Has there been a finer endorsement of Obama by anyone – never mind by a Republican?
And again outside the studio.
Obama’s campaign has been showing signs of wobbling. The blow-out we saw a week ago has temporarily blown-out. This well-timed endorsement, combined with the record $150Million Obama raised in September should help to steady the ship.
Obama’s lead in the national polls which peaked at an average of 8-9% has fallen back to 5-6%, although this decline has yet to manifest itself in the crucial state-by-state polls which will determine the actual composition of the electoral college. The evidence is that this decline started before the debate, but I haven’t seen a convincing explanation of why this should be.
Obama won the last debate, the McCain campaign has persisted in its divisive negative tactics, and even their invocation of “Joe the Plumber” has backfired spectacularly. (Joe, it turns out isn’t called Joe, isn’t a qualified plumber, is delinquent in his taxes, didn’t have plans to take over his boss’ business, and would have to pay less under Obama’s tax plan if he did).
The new McCain campaign tactic is to paint Obama as “Socialist” for his “I would like to spread the wealth” comment to Joe the Plumber. As Powell argued, is rebalancing taxes really such an un-American idea? However as ManfromMiddletown has pointed out, Obama may be having difficulty connecting to white working class manual or blue collar workers who formed an essential part of the Reagan coalition. This isn’t just about racism, but genuine cultural differences between blue collar and white collar America.
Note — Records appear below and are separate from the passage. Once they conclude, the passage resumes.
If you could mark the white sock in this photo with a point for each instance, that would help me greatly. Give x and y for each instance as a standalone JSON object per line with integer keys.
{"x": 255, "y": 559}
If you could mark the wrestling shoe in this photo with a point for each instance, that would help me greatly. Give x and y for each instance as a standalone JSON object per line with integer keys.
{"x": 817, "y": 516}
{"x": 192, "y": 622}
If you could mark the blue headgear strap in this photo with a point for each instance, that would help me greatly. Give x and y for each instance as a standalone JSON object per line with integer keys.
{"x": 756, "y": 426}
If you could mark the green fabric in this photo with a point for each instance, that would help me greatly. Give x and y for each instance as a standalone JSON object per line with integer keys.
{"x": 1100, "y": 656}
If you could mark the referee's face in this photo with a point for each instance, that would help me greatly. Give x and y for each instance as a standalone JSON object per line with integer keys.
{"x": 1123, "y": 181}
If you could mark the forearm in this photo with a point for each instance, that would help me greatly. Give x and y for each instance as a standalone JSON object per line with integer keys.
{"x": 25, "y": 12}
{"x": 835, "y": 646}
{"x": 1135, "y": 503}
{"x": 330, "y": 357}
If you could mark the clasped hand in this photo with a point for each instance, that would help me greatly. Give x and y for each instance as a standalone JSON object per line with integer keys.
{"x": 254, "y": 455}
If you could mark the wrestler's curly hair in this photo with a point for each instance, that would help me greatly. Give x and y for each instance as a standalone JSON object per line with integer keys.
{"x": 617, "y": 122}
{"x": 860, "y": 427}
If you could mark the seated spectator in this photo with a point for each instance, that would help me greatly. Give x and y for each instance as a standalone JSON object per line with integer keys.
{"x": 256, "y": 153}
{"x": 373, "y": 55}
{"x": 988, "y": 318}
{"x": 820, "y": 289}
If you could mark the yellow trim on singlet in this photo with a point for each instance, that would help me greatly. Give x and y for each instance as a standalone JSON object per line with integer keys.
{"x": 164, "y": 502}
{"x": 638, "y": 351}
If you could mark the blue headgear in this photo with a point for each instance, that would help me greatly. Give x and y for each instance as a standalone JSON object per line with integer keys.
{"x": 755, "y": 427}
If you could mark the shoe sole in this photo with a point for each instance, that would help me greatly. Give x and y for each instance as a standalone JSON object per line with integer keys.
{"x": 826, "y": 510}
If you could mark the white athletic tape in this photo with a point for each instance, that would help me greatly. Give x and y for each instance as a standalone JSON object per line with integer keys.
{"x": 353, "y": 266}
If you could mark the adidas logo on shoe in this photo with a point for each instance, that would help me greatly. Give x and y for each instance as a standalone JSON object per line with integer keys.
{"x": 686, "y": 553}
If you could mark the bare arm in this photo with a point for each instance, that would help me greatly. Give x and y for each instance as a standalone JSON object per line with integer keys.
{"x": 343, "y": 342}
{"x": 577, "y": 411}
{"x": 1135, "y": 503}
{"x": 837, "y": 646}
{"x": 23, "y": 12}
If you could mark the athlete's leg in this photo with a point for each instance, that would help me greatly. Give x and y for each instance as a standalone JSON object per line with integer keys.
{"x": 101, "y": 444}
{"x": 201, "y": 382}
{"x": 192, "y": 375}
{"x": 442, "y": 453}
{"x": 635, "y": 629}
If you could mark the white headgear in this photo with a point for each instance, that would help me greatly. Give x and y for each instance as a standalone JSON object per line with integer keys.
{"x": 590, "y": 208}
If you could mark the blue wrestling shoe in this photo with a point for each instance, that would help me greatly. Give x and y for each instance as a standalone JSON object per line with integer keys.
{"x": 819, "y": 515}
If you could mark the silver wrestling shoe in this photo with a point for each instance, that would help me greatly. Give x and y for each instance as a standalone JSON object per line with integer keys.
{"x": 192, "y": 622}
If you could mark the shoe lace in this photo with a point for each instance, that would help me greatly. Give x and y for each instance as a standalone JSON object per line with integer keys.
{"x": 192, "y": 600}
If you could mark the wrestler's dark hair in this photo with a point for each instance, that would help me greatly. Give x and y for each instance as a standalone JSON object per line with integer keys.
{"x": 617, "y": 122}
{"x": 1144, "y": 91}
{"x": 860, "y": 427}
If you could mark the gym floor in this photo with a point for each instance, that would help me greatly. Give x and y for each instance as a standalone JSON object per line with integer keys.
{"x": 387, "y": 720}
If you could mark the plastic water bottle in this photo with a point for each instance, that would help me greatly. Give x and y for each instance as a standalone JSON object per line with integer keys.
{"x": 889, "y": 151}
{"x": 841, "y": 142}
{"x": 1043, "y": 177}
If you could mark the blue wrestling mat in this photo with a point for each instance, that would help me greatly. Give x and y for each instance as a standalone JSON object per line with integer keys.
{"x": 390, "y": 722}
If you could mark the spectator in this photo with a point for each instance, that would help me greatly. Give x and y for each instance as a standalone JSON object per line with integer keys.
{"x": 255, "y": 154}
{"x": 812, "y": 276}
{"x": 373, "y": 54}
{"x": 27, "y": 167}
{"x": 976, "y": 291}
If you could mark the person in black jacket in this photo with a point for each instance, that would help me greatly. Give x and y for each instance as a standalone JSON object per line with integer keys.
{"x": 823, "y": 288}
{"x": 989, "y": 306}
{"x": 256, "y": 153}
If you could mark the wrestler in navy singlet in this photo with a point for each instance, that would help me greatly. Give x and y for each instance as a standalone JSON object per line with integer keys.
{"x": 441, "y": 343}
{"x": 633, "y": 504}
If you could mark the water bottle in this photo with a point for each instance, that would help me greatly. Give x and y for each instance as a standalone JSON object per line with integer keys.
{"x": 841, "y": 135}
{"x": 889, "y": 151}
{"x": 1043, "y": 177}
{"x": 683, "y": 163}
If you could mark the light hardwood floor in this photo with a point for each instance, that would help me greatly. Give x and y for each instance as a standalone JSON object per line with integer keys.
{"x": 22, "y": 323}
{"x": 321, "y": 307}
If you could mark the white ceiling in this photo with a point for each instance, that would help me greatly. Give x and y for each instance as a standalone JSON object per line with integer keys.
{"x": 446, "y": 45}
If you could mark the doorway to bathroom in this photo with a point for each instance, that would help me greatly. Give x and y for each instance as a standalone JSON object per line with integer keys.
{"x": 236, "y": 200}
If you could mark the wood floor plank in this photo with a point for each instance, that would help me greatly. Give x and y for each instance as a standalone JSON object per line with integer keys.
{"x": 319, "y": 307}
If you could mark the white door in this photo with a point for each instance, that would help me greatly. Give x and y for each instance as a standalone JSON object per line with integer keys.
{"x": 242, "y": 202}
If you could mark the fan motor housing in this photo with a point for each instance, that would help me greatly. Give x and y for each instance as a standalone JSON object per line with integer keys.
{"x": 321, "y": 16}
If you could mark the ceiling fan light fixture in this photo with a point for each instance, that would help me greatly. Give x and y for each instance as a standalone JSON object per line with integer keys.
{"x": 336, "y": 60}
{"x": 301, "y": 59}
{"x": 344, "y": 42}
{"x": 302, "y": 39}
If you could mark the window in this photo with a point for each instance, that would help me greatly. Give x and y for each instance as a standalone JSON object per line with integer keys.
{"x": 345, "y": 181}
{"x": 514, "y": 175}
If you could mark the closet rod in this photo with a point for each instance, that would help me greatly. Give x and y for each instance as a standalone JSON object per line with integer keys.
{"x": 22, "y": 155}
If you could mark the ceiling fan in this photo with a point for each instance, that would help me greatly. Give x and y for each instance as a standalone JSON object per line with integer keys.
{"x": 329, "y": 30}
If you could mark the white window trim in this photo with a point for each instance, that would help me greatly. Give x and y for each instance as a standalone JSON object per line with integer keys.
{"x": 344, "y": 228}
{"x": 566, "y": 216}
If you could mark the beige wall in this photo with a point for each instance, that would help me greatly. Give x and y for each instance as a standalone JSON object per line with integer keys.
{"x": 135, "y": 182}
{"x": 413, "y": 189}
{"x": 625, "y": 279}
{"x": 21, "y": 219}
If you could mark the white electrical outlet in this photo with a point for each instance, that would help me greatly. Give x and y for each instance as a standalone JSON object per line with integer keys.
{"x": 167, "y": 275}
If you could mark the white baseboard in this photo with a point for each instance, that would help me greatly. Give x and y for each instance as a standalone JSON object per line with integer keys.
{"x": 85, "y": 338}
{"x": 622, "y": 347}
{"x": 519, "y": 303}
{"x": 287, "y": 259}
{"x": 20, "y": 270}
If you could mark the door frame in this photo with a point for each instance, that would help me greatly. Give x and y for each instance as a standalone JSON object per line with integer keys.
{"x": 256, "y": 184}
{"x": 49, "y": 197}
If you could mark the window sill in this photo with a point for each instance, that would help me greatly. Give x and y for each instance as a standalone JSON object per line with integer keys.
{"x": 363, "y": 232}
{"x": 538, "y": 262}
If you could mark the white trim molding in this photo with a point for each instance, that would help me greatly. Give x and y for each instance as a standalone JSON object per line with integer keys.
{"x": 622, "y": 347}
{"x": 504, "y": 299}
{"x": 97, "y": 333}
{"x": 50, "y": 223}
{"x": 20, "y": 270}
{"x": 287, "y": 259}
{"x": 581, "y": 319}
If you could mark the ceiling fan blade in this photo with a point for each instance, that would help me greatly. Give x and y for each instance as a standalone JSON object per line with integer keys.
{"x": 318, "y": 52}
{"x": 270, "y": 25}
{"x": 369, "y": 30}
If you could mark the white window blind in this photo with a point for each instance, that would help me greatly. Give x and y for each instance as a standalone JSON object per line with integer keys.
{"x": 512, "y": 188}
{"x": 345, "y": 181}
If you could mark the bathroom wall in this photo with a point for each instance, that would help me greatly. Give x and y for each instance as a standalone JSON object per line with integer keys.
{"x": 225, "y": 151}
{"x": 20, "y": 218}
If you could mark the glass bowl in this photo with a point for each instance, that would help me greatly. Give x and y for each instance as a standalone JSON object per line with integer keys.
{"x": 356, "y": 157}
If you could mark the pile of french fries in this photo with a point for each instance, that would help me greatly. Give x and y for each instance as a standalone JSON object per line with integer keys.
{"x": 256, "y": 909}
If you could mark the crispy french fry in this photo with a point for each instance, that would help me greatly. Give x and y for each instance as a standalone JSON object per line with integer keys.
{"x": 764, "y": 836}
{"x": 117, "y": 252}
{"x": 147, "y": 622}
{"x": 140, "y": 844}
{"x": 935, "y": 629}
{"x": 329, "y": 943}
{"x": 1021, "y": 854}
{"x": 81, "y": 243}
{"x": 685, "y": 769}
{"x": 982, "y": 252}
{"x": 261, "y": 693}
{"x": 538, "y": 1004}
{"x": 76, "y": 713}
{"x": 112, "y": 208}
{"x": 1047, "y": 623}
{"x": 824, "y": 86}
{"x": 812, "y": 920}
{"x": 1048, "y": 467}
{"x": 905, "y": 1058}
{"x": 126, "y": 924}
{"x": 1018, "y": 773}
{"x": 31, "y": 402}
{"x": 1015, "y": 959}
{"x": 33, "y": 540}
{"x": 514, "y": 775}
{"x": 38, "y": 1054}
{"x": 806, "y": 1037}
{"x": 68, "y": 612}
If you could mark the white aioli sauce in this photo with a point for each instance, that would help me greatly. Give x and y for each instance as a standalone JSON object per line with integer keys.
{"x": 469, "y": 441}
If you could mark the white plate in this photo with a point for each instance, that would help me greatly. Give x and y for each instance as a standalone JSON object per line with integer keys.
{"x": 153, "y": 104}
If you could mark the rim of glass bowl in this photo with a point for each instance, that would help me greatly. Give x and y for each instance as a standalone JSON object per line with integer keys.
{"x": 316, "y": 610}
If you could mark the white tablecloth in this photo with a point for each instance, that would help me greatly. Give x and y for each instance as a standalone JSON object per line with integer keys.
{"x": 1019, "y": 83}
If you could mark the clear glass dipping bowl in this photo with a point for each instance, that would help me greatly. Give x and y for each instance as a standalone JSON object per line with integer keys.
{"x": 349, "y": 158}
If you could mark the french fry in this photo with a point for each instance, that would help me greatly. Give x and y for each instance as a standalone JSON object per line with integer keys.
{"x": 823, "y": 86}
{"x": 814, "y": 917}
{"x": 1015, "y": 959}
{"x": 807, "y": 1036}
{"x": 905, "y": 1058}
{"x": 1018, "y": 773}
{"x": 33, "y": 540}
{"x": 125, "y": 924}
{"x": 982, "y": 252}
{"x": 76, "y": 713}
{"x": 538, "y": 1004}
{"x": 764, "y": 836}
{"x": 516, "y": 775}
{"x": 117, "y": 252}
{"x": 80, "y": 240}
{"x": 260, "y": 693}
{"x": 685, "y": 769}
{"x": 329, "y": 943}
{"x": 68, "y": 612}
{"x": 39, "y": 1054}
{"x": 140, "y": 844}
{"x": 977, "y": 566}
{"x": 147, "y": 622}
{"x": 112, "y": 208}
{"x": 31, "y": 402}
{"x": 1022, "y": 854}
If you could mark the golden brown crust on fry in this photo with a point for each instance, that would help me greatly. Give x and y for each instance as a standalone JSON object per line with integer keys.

I characterised this as follows in the comments to ManfromMiddletown’s diary, “The Democrats want to make working class blue collar workers middle class (white collar) like themselves. The Republicans know they need servants and plumbers and mechanics to fix the car, and so they pretend to laud them because they don’t want them to become like themselves, they want them to stay being servants, plumbers and mechanics.
The Dems have got to become the party of choice – yes we value you as servants, plumbers etc., if that is what you want to be – but we will also support you if you want to become something else. But it is your choice – not our ideology, values or snobbery which determines whether you should try to be something else.
But there is also something else happening. “The West” has given up on being competitive for manufactured goods in a globalised economy because it cannot compete with Chinese wage rates. Thus, out of economic necessity, there has been a flight (upmarket, or up the economic food chain in the value-laden jargon) from blue collar to white collar jobs – with blue collar workers seen as dead-enders who will never compete with the Chinese.
However, now, Globalisation has moved into a new phase with even white collar clerical, accountancy, administration and many other jobs being outsourced to India etc. – so that, finally, globalisation has become a middle class issue as well – which can lead to a new blue/white collar alliance.
With capital now fleeing the USA for more profitable havens there is the basis for a broadly based, nationalist alliance against global capital. However it has a lot of cultural/ethnic/class barriers to overcome before it can be a reality on the ground. Perhaps that is part of the dynamic which is driving Obama forward – a determination to overcome racial, class and cultural divisions which is preventing Americans from uniting in the face of an unprecedented challenge from Global capitalism – which has used the “free market” refrain to exit the USA for more profitable pastures abroad.
Global Capital, if this argument is correct, badly needs McCain to succeed in his “divide and conquer” tactics – re-echoed by Palin praising small town America as the true patriotic and real America in contrast to more anti-American urban areas. Michelle Bachmann has sought to make this division explicit:
Help me out here guys. Is the McCain campaign really proposing to go back to the McCarthy era? Is one half of America really going to try to brand the other half as anti-American? If this is the direction the McCain campaign proposes to take I could see the blow-out re-igniting and becoming an Obama victory of almost Reaganite proportions. But to get back to the Powell endorsement, Pat Buchanan has just accused Powell of endorsing Obama because he is black. Has anyone accused Lieberman of endorsing McCain because he is white? Racism only works one way, apparently.